# A basket contains three types of fruits weighing

Question:

A basket contains three types of fruits weighing $19 \frac{1}{3} \mathrm{~kg}$ in all. If $8 \frac{1}{9} \mathrm{~kg}$ of these be apples, $3 \frac{1}{6} \mathrm{~kg}$ be oranges and the rest pears, what is the weight of the pears in the basket?

Solution:

Weight of pears in the basket = Weight of the basket containing three types of fruits - (Weight of apples + Weight of oranges)

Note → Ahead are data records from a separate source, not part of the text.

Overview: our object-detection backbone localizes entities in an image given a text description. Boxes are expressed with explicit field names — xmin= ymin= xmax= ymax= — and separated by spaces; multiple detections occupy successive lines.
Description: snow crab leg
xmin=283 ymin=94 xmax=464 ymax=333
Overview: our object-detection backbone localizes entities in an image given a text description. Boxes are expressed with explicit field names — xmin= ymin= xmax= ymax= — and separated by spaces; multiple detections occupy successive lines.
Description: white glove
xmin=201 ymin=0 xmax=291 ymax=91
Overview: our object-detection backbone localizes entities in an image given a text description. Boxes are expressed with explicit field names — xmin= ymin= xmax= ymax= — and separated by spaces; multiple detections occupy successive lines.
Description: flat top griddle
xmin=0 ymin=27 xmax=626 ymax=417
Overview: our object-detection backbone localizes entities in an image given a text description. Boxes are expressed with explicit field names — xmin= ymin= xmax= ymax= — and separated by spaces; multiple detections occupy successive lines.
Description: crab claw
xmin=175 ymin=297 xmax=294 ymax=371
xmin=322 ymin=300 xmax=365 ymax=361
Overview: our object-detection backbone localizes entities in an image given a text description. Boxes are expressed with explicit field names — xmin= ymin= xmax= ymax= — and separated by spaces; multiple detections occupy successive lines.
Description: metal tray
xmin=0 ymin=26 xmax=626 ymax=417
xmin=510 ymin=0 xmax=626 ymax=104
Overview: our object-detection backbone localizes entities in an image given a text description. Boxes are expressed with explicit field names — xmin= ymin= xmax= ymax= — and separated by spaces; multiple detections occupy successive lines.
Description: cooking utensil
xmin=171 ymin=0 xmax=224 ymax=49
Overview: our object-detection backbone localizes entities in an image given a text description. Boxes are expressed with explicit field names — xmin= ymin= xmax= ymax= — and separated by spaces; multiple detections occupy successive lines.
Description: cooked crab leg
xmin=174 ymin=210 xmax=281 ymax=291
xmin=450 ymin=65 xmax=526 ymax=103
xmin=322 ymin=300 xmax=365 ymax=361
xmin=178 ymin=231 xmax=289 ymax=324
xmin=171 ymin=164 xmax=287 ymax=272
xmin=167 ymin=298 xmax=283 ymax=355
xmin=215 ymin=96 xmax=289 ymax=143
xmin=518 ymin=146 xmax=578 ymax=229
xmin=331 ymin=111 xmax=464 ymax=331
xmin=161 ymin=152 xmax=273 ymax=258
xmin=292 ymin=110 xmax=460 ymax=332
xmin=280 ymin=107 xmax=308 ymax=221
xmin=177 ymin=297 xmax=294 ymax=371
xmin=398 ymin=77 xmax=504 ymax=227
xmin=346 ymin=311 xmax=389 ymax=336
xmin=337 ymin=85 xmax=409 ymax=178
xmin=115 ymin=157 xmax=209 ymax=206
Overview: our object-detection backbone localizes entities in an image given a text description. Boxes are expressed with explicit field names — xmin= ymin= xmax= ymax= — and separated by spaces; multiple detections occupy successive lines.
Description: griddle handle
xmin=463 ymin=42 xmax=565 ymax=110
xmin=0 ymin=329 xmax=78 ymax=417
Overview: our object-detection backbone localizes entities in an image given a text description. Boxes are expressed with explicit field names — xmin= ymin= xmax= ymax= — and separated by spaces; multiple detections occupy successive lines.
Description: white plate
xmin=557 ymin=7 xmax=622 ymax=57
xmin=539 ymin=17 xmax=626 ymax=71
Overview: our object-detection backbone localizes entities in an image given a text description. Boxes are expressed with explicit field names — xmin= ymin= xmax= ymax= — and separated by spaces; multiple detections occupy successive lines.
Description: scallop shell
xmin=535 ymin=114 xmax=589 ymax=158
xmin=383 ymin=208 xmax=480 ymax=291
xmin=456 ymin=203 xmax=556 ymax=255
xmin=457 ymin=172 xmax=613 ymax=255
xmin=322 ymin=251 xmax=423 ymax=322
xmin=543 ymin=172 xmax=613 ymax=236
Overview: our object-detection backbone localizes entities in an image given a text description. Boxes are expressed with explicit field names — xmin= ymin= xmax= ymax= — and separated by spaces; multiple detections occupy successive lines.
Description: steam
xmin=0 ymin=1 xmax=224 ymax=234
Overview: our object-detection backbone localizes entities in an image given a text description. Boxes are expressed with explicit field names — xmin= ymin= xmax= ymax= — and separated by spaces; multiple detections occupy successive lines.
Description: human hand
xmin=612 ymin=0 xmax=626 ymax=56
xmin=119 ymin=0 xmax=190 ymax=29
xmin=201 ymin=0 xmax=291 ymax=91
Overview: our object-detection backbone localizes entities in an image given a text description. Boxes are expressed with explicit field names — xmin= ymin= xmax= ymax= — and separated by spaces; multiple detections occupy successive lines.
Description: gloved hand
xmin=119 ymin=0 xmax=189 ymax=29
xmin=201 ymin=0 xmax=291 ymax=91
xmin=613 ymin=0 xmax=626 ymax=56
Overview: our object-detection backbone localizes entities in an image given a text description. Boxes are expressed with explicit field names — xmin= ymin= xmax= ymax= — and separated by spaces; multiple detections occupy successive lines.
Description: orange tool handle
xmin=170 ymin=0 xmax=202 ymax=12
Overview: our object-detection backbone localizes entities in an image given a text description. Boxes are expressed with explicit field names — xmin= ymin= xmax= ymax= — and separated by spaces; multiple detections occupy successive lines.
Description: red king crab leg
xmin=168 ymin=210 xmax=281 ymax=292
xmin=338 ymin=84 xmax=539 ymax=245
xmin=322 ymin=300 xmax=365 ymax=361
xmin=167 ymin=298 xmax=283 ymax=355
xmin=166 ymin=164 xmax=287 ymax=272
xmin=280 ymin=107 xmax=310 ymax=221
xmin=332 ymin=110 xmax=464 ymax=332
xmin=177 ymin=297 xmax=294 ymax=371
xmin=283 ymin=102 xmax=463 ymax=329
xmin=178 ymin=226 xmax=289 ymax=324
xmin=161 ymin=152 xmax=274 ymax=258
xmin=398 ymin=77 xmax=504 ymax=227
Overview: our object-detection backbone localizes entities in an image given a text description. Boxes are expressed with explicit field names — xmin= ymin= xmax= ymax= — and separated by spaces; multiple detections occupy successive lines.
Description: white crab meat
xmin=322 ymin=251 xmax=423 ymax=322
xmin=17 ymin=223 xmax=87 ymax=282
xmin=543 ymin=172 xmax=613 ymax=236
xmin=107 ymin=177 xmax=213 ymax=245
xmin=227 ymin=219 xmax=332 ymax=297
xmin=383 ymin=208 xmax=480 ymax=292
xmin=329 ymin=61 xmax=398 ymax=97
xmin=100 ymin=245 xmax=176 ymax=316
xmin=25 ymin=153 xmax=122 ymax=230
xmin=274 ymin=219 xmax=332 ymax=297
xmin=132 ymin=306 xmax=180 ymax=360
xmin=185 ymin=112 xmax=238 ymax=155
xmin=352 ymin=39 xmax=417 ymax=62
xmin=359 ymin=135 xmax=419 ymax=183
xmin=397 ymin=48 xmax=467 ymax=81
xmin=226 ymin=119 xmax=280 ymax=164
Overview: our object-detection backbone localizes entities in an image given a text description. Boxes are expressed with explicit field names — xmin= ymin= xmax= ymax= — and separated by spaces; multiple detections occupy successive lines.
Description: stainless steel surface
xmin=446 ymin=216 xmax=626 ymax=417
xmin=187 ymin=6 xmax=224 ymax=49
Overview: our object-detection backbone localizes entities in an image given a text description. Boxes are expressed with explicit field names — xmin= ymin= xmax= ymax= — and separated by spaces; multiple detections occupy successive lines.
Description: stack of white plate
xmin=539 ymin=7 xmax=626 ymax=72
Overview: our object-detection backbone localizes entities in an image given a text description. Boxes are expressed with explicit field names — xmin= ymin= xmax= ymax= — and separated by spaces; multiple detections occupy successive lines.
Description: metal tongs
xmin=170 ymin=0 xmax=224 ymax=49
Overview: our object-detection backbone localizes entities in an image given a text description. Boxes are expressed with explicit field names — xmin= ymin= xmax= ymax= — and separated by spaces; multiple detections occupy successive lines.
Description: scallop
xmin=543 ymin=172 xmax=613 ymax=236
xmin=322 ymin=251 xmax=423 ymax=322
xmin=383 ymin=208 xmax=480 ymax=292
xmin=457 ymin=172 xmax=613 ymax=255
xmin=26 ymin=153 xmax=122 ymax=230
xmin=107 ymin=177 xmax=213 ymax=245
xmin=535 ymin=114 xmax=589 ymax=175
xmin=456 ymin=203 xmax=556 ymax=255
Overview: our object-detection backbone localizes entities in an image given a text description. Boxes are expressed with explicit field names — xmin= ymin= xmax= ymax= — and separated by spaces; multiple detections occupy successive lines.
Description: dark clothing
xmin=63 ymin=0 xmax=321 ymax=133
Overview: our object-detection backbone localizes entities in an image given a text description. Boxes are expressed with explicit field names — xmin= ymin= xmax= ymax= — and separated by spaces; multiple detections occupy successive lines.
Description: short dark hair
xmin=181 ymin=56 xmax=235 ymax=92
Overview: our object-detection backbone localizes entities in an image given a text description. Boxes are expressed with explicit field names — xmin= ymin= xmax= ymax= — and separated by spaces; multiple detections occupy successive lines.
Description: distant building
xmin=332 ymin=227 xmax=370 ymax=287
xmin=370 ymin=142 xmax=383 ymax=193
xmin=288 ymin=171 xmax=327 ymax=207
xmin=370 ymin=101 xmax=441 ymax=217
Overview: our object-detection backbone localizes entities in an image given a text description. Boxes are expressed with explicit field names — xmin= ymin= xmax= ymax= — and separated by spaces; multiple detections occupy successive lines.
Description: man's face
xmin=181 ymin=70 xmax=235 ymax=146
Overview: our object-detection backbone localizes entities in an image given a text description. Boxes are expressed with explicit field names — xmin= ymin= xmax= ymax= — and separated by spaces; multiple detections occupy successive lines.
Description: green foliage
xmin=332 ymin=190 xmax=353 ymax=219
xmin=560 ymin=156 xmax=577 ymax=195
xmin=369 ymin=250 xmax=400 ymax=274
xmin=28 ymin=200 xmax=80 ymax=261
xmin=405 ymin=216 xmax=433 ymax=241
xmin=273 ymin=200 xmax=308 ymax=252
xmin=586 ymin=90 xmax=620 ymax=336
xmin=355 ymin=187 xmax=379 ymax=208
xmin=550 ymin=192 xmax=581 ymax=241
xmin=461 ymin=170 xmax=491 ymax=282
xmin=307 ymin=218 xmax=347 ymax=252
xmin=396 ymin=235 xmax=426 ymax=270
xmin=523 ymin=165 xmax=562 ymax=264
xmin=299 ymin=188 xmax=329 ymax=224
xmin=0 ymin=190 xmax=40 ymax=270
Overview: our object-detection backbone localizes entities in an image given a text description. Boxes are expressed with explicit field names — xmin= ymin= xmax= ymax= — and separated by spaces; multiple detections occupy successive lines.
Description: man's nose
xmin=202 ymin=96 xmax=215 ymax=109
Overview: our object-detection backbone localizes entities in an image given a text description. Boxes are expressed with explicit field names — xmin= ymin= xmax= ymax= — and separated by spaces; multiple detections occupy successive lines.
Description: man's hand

$=19 \frac{1}{3}-\left(8 \frac{1}{9}+3 \frac{1}{6}\right)$

Now,

$\left(8 \frac{1}{9}+3 \frac{1}{6}\right) \Rightarrow\left(8+\frac{1}{9}\right)+\left(3+\frac{1}{6}\right)$

$=\frac{73}{9}+\frac{19}{6}$

LCM of 9 and 6 is 18 , that is, $(3 \times 3 \times 2)$.

We have:

$\frac{(73 \times 2)+(19 \times 3)}{18}$

$=\frac{146+57}{18}$

$=\frac{203}{18}$

$\therefore 8 \frac{1}{9}+3 \frac{1}{6}=\frac{203}{18}$

Now,

Weight of pears in the basket $=19 \frac{1}{3}-\frac{203}{18}$

$=\left(19+\frac{1}{3}\right)-\frac{203}{18}$

$=\frac{58}{3}-\frac{203}{18}$

$=\frac{58}{3}+\left(\right.$ Additive inverse of $\left.\frac{203}{18}\right)$

$=\frac{348-203}{18}$

$=\frac{145}{18}$

$=8 \frac{1}{18} \mathrm{~kg}$

Therefore, the weight of the pears in the basket is $8 \frac{1}{18} \mathrm{~kg}$.